The immediate impact is felt most harshly in the halls of government.

A partial shutdown would leave the roughly 100,000 federal employees of those agencies without pay for any new work during the shutdown, whether they are laid off or not. These workers are legally required to receive back pay when the government is back up and running.

However, some contract workers do not enjoy pay protection and may not receive compensation for unpaid work during a shutdown.

“A lot of the subcontractors never get paid, so a lot of the janitorial staff and the cafeteria staff,” he said. Bobby Coganformer budget adviser under Biden.

“You talk to people around D.C., there are many millions of people who lost out and were never made whole during a government shutdown.”

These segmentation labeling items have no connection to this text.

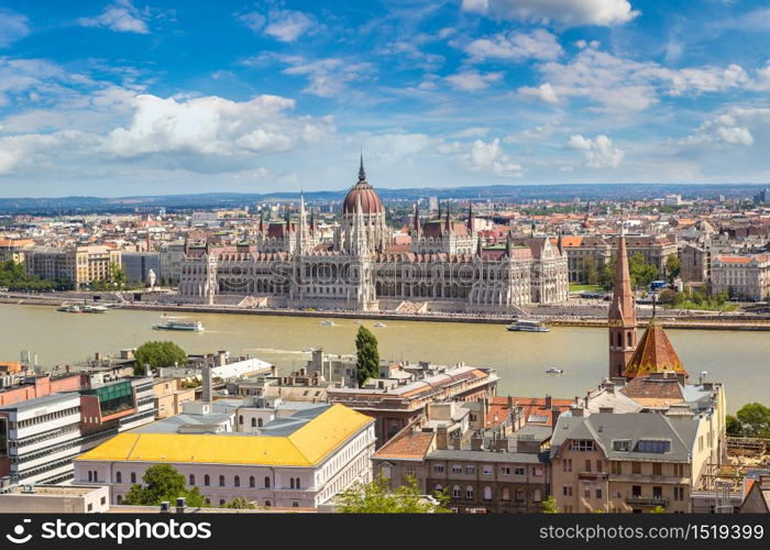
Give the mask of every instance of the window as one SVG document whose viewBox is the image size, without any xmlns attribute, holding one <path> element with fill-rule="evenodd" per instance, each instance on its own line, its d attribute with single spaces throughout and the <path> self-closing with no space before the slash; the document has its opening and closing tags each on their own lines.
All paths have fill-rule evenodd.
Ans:
<svg viewBox="0 0 770 550">
<path fill-rule="evenodd" d="M 636 443 L 636 452 L 651 452 L 663 454 L 671 450 L 671 441 L 657 441 L 652 439 L 641 439 Z"/>
<path fill-rule="evenodd" d="M 629 452 L 631 450 L 630 439 L 613 439 L 613 451 Z"/>
<path fill-rule="evenodd" d="M 573 451 L 593 451 L 594 442 L 591 439 L 575 439 L 572 441 Z"/>
</svg>

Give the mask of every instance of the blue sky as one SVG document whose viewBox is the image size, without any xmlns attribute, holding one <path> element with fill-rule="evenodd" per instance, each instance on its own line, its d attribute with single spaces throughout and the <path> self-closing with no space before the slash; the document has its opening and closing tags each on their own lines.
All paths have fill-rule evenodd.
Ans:
<svg viewBox="0 0 770 550">
<path fill-rule="evenodd" d="M 770 180 L 750 0 L 0 0 L 0 196 Z"/>
</svg>

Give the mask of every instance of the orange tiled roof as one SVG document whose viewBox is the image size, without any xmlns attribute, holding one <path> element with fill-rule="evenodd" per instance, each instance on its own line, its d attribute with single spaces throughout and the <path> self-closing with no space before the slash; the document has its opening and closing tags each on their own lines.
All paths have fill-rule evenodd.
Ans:
<svg viewBox="0 0 770 550">
<path fill-rule="evenodd" d="M 652 319 L 626 366 L 626 377 L 673 371 L 688 374 L 660 323 Z"/>
</svg>

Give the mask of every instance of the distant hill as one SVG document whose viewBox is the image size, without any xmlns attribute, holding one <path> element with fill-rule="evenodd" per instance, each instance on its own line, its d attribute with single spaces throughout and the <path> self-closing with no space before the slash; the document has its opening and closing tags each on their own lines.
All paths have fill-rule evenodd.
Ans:
<svg viewBox="0 0 770 550">
<path fill-rule="evenodd" d="M 453 188 L 377 188 L 386 201 L 414 201 L 428 197 L 454 200 L 557 200 L 566 201 L 575 197 L 581 200 L 641 200 L 681 194 L 686 199 L 696 197 L 749 198 L 767 184 L 554 184 L 554 185 L 492 185 Z M 309 202 L 341 201 L 348 189 L 338 191 L 309 191 Z M 299 193 L 205 193 L 189 195 L 106 197 L 56 197 L 56 198 L 0 198 L 0 213 L 85 213 L 130 212 L 138 208 L 165 207 L 169 211 L 184 209 L 231 208 L 264 201 L 298 200 Z"/>
</svg>

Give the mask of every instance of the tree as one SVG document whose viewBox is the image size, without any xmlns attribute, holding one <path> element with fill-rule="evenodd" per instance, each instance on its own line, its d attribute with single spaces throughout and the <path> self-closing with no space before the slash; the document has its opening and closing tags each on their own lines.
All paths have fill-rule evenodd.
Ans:
<svg viewBox="0 0 770 550">
<path fill-rule="evenodd" d="M 252 503 L 250 503 L 242 496 L 237 496 L 229 503 L 224 503 L 222 505 L 222 508 L 232 508 L 237 510 L 253 510 L 254 508 L 256 508 L 256 506 L 254 506 Z"/>
<path fill-rule="evenodd" d="M 355 336 L 355 376 L 359 381 L 359 387 L 361 387 L 369 378 L 380 377 L 377 339 L 366 327 L 359 327 L 359 333 Z"/>
<path fill-rule="evenodd" d="M 736 414 L 740 432 L 750 438 L 770 437 L 770 408 L 760 403 L 749 403 Z"/>
<path fill-rule="evenodd" d="M 123 498 L 123 504 L 135 506 L 160 506 L 163 502 L 175 503 L 185 497 L 188 506 L 205 506 L 206 501 L 198 487 L 188 491 L 185 476 L 169 464 L 150 466 L 142 476 L 144 485 L 134 484 Z"/>
<path fill-rule="evenodd" d="M 135 374 L 143 373 L 145 364 L 158 369 L 161 366 L 184 365 L 187 363 L 185 350 L 168 341 L 145 342 L 136 348 L 134 358 L 136 359 L 134 364 Z"/>
<path fill-rule="evenodd" d="M 543 514 L 559 514 L 559 508 L 557 508 L 557 499 L 553 495 L 548 495 L 548 498 L 540 503 L 540 506 L 542 506 Z"/>
<path fill-rule="evenodd" d="M 672 283 L 673 279 L 679 277 L 681 271 L 682 263 L 680 262 L 679 256 L 671 254 L 668 258 L 666 258 L 666 273 L 669 276 L 669 283 Z"/>
<path fill-rule="evenodd" d="M 598 271 L 596 270 L 596 261 L 593 257 L 584 257 L 580 268 L 583 283 L 586 285 L 598 283 Z"/>
<path fill-rule="evenodd" d="M 446 514 L 449 512 L 447 492 L 436 492 L 428 499 L 421 494 L 417 480 L 407 476 L 406 485 L 391 490 L 384 475 L 372 482 L 358 482 L 337 497 L 337 509 L 341 514 Z"/>
</svg>

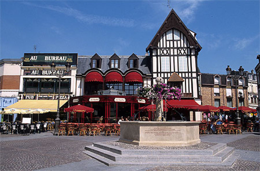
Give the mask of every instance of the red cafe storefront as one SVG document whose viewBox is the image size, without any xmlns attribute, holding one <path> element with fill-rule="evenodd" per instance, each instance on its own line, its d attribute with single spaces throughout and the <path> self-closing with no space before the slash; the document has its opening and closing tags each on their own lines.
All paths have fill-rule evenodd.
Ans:
<svg viewBox="0 0 260 171">
<path fill-rule="evenodd" d="M 70 104 L 72 106 L 80 104 L 94 109 L 93 112 L 85 114 L 85 118 L 80 119 L 83 122 L 96 123 L 103 116 L 102 122 L 113 123 L 117 122 L 122 116 L 134 118 L 138 113 L 136 119 L 140 116 L 138 108 L 151 102 L 147 98 L 135 96 L 90 95 L 71 97 Z M 148 113 L 149 118 L 152 117 L 151 113 Z M 77 116 L 81 117 L 80 115 Z"/>
</svg>

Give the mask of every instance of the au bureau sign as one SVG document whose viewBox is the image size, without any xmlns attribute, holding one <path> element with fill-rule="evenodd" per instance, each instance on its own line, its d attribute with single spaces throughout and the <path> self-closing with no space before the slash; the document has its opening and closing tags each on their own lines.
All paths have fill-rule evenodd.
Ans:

Aside from payroll, the first day of the government shutdown looks different by agency and program, according to Kogan.

For example, most of the Department of Housing and Urban Development’s fair housing-related activity “will cease immediately,” according to Kogan. This means that housing discrimination cases will take longer to be heard.

The Department of Agriculture will also specifically stop most of it Agricultural development loan and assistance programs during a shutdown, which could delay funding for health care, emergency response, and other services within rural communities.

Many veterans programs will remain funded because much of their budgets are written a full year in advance, which largely protects them from shutdowns. However, the Veterans Affairs legal services branch will be shut down, according to Kogan.

But these are results of the first day. The longer the outage continues, the worse it gets.

“If it goes on long enough, our states are going to start going crazy and backing away from their own programs,” Cogan said. “Outages are bad, but the longer they last, the more catastrophic they become.”